I am always right even when I am wrong. I have won a World Series in each league. No one, not even Lord Jesus himself, can question me. Five days ago Albert Pujols had the gal to question the take sign I gave him on a 2-1 count. After Dave Duncan administered electric shocks to Albert's nipples after the game, I told Albert that if he ever even thought of defying my masterful orders, he would find himself in AA ball. Fans and media alike, know now and know always that I am infallible. Here is planet Earth's hierarchy: 3. President of the United States, 2. God, 1. Tony fucking La Russa.

And one more thing: if you continue to insist that I shouldn't wear sunglasses in the night time, I will have Dave Duncan remove your testicles with a rusty, sand-coated dagger.

Saturday, July 07, 2007

Fear Not, Faithful Reader(s), Bring Back Bubba Crosby Will Be Brought Back!

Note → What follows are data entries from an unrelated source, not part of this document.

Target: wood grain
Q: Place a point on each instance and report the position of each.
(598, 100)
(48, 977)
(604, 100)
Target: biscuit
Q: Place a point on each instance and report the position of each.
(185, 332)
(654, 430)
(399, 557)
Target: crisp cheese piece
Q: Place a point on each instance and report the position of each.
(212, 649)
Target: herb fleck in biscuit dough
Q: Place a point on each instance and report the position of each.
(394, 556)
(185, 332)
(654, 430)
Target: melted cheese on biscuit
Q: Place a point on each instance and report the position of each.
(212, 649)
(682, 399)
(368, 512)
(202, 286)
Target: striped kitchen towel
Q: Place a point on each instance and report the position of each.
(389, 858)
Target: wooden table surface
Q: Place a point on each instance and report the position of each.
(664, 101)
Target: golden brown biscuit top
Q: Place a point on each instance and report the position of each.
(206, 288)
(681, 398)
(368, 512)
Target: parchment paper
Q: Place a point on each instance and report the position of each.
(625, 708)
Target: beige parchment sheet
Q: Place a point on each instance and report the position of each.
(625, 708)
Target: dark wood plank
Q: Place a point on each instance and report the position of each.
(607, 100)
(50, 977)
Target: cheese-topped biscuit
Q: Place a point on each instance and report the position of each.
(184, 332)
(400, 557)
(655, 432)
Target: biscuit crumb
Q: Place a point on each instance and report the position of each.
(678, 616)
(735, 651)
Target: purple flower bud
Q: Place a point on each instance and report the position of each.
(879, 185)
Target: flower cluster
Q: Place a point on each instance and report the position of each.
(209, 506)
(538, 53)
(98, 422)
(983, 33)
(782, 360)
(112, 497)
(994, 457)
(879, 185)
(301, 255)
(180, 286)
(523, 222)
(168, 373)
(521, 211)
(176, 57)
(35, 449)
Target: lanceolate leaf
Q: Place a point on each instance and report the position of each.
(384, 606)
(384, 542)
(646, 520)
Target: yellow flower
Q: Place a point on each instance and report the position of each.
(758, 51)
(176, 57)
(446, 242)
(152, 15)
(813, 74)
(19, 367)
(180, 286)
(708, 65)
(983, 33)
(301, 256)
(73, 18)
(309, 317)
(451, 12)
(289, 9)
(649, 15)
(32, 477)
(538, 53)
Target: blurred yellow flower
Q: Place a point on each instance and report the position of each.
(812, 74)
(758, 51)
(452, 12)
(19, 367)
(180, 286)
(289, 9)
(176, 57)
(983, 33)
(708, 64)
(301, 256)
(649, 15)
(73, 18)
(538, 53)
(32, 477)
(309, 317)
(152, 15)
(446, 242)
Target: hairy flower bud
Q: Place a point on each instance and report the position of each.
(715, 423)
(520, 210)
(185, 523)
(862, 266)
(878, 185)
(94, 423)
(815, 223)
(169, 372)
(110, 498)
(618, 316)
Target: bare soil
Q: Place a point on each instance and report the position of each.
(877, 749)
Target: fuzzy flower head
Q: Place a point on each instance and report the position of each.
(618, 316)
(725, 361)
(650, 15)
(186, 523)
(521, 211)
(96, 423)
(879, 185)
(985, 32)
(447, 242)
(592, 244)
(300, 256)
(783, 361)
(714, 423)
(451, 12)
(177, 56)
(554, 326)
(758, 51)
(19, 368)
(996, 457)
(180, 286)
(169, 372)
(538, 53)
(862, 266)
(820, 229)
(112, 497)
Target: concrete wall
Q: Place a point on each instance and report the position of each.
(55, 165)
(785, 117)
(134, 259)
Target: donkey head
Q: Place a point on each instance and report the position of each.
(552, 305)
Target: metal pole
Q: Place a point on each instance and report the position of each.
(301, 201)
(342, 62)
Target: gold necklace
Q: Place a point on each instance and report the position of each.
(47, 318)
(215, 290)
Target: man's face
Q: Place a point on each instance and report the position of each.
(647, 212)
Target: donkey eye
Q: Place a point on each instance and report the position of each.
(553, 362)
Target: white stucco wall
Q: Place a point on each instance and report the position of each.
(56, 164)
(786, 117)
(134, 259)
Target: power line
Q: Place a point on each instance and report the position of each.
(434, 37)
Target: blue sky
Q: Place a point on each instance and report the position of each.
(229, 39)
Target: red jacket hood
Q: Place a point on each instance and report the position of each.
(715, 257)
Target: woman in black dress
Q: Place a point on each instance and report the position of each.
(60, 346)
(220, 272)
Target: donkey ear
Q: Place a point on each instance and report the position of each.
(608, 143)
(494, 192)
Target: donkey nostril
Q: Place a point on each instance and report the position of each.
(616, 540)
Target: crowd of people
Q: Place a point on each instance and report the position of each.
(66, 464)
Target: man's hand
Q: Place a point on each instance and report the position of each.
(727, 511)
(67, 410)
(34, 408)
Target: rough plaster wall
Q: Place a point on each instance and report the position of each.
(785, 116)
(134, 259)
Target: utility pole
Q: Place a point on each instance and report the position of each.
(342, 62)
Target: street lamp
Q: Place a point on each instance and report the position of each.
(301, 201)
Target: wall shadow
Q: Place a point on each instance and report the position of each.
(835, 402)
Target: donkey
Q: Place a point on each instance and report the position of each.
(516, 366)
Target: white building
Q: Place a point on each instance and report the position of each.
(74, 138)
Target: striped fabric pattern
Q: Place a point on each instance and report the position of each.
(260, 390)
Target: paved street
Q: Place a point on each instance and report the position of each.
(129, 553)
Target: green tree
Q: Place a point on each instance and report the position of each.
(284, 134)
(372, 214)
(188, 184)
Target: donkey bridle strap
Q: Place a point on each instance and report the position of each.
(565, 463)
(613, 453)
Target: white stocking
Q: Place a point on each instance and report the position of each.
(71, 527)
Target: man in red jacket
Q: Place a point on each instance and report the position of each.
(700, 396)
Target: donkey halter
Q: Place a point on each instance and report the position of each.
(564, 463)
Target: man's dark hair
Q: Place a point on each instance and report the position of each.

We at BBBC apologize for not posting in over a month. You see, loyal (and nonexistent) fans, the BBBC task force has been too busy debasing themselves in summertime orgies to write about the happenings in the sports world. In fact, we have been so busy with our legendary sexual exploits, we have forgotten that we can't switch from first person plural to third person plural in one post. I apologize for the pronoun inconsistency. Anyway...the real point of this post is to preview all of the wonderful stuff that will appear on this blog in the coming weeks. A lot is being planned friends. In fact, so much is planned, the summer itinerary must be put into bullet form! The following shit will go down sometime soon:


  • A comprehensive plan for you and your family that will guarantee ten million dollars in cash and a free box of Nilla wafers

  • International Globular Legion updates

  • A movie review of a possible movie that exists

  • Baseball wonderings and musings

  • Facial hair breakdowns

  • A comprehensive plan for world domination

  • More Nilla wafers

  • Time-travelling exploits of our good doctor monkey Orgasmo

  • A preview of the dog-fighting season

  • The apocalypse

  • Eight ways to have intercourse in front of your employer without being fired

  • The "Feed Eric Mangini" campaign

  • 19th century baseball ghosts

  • A long list of bullet points

  • David Eckstein's lectures on Christianity (again)

Stay with us and we will open your mind to possibilities that you only dreamed of! Or don't stay with us and live a life of misery, loneliness, and hunger. It's your choice, people.